Try Dameon at East Tennessee K-9, he's a K-9 trainer and a very nice person. He may have suggestions for you.

Perhaps you would be better off setting up a Go Fund Me page and raise the money to buy a trained dog. Dameon won't rip you off if you end up buying from him.


----------



## RZZNSTR (Jan 24, 2015)

I would have your agency contact CBP Canine Enforcement Training Center in Front Royal VA. They may be able to hook you up with acquiring a dog suitable for narcotics detection along with training or at least refer you to someone that can help! It's been a long time since I've been there in a training mode but that's where I'd start. There have been some superstar dogs that come out of there. I always said my dog could find dope in an empty parking lot! Good luck!


----------



## lhczth (Apr 5, 2000)

I don't know if Dave does this sort of stuff, but he might be able to recommend someone who would. 

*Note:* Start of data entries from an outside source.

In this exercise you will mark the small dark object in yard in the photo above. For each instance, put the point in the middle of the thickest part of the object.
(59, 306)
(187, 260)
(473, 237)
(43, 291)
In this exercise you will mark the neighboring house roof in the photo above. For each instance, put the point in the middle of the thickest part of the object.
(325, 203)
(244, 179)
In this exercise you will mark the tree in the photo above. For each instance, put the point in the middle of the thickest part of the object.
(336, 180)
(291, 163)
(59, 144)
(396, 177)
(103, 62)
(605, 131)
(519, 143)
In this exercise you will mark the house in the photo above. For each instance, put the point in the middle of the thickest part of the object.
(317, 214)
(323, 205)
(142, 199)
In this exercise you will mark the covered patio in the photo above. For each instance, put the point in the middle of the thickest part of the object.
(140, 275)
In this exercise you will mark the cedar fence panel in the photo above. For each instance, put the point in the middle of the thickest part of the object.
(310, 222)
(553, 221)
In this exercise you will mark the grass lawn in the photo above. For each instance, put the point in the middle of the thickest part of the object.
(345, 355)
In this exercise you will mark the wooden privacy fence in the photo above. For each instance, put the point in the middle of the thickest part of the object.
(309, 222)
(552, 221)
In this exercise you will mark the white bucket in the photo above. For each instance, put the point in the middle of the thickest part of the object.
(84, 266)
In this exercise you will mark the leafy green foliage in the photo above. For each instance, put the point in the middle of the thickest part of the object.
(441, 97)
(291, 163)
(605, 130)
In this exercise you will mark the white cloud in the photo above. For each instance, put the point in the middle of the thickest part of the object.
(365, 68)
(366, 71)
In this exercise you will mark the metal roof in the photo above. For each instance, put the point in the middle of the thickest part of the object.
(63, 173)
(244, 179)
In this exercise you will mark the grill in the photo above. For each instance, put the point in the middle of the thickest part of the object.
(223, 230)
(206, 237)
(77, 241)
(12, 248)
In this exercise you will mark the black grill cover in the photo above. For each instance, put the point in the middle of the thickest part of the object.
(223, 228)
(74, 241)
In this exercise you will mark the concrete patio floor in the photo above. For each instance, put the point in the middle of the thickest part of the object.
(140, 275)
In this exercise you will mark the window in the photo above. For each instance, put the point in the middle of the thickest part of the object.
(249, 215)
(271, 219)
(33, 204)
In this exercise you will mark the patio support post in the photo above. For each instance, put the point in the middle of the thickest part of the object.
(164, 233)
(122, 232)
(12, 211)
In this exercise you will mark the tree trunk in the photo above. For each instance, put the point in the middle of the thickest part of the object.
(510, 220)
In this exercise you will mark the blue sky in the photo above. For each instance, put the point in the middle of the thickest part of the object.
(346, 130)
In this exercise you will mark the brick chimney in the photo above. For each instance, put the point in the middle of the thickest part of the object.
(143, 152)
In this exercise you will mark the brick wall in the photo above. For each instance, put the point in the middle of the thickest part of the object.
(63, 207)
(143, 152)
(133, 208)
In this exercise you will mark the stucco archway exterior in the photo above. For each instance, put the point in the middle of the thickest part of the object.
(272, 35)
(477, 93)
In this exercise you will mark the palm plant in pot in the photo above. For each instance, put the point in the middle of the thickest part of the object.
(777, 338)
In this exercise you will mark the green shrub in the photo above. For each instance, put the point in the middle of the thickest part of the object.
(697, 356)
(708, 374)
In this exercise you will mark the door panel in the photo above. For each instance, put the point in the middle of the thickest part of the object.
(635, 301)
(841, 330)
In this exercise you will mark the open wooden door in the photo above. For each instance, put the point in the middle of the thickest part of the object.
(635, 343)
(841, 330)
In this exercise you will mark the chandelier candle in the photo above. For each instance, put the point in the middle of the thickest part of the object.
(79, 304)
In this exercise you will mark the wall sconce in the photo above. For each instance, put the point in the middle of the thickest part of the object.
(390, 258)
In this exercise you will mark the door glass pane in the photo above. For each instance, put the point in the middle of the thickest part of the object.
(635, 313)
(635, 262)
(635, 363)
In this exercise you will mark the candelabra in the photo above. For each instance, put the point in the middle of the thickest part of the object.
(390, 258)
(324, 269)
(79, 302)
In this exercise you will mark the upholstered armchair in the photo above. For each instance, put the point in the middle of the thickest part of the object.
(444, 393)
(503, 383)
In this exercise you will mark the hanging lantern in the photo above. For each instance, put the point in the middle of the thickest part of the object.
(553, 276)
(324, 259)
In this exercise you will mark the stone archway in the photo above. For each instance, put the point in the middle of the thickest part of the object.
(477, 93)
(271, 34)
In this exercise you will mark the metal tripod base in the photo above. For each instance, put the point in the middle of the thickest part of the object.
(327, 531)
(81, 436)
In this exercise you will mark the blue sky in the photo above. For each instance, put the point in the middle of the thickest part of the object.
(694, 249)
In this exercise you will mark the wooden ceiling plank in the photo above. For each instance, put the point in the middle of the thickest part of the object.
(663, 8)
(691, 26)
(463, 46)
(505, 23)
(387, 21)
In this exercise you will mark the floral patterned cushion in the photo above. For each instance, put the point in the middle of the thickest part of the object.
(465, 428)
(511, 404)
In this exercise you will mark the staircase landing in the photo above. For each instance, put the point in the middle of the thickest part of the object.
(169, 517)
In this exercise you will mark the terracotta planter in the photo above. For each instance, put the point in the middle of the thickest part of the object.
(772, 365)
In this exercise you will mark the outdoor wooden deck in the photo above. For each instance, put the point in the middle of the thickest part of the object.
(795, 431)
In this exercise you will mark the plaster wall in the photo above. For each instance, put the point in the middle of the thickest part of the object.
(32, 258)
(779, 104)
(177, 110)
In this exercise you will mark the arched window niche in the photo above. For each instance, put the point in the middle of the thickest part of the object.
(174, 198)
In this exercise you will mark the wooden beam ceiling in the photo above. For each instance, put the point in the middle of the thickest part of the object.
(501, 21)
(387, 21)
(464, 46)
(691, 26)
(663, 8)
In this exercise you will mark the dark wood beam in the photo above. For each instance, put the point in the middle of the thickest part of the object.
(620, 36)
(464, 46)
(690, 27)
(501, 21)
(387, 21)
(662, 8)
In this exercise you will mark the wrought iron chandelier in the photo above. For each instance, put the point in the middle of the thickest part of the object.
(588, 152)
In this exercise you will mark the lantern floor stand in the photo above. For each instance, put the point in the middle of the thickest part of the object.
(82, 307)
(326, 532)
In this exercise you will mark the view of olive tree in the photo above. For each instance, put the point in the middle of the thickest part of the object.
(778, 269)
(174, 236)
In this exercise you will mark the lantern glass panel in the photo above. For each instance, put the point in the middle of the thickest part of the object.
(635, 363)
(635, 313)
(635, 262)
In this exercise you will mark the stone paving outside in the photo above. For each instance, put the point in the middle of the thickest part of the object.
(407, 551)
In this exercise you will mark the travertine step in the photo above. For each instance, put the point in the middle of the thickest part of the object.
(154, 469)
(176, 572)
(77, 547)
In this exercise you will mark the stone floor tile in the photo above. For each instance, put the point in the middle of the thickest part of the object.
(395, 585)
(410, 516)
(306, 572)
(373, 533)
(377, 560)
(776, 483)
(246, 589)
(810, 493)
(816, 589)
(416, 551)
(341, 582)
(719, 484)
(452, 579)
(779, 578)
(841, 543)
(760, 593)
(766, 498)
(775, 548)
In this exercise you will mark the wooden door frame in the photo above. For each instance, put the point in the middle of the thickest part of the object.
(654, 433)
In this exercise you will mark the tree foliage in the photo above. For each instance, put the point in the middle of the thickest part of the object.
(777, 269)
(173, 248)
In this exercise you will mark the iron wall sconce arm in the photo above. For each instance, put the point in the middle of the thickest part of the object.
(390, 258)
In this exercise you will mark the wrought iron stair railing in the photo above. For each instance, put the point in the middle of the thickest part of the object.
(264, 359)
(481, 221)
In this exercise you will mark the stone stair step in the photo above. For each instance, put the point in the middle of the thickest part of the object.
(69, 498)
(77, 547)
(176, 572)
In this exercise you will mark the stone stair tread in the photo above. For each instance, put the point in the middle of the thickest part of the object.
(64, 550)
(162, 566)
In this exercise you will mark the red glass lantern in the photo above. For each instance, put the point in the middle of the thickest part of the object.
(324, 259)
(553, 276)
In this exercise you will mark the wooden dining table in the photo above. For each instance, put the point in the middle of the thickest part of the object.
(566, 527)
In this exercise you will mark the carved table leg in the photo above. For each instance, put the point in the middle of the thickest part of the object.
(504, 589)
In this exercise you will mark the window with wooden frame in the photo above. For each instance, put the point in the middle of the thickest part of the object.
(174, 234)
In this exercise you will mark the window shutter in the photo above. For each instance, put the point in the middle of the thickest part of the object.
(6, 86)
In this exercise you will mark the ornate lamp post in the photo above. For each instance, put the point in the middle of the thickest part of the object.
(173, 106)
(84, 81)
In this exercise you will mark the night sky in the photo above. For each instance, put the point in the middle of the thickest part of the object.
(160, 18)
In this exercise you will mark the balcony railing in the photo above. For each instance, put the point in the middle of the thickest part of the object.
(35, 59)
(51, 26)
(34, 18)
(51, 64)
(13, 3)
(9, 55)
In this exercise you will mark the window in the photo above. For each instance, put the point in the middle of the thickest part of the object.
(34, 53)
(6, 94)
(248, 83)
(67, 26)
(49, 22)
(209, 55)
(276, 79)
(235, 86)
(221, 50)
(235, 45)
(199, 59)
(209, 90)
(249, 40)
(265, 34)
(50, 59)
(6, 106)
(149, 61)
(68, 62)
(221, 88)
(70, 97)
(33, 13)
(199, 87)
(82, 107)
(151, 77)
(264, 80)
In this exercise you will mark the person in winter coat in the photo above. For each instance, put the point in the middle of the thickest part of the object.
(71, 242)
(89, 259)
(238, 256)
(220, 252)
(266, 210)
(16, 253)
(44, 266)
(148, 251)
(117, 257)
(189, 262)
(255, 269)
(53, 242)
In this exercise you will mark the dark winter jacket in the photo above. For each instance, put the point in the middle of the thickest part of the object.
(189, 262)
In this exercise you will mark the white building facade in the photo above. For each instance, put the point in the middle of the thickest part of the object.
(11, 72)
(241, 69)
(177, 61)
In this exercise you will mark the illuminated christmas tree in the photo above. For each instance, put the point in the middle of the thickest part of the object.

Dave Kroyer | Handling, training and coaching in the areas of Schutzhund/IPO, Ring Sport, Police K9, AKC Obedience, Nosework, Agility, SAR, and AKC Tracking


----------



## Jax08 (Feb 13, 2009)

I would contact Dave first like Lisa recommends.


----------



## cliffson1 (Sep 2, 2006)

I don't think imprinting as puppy is big thing as majority of Drug detection dogs have not been imprinted....having said that; I think you have to acquire a good dog and top training to invest in a Drug detection dog for the streets. These dogs constitute a search warrant or probable cause in many situations and are subject to scrutiny and calibration by savvy defense lawyers. 
I would talk to Dave also to point you in right direction. Slamdunc or Ladylaw could also, but I think Dave is familiar with Texas law and requisites.


----------



## deacon (Sep 5, 2011)

Don't rule out going to the pound! 75% of the drug dogs I trained over the course of 38 years came from the pound, in fact one I am starting next month is from one, a 3 y/o male chocolate lab who will hunt and chase the Kong all day long. Most had too much energy and drive for the common household. Yes you must deal with the unknown prior to obtaining him, but if you are cash strapped don't rule it out. You will need to have someone experienced in what to look for. 


Go to Lackland s site as well. As a former MWD handler I can tell you from experience they have some good prospects as well. Once again you will need to take an experienced person with you.


In addition look in the pet section of several newspapers. I have found several prospects there as well.


Once you locate a prospect it is important to immediately get a complete physical done on him.


----------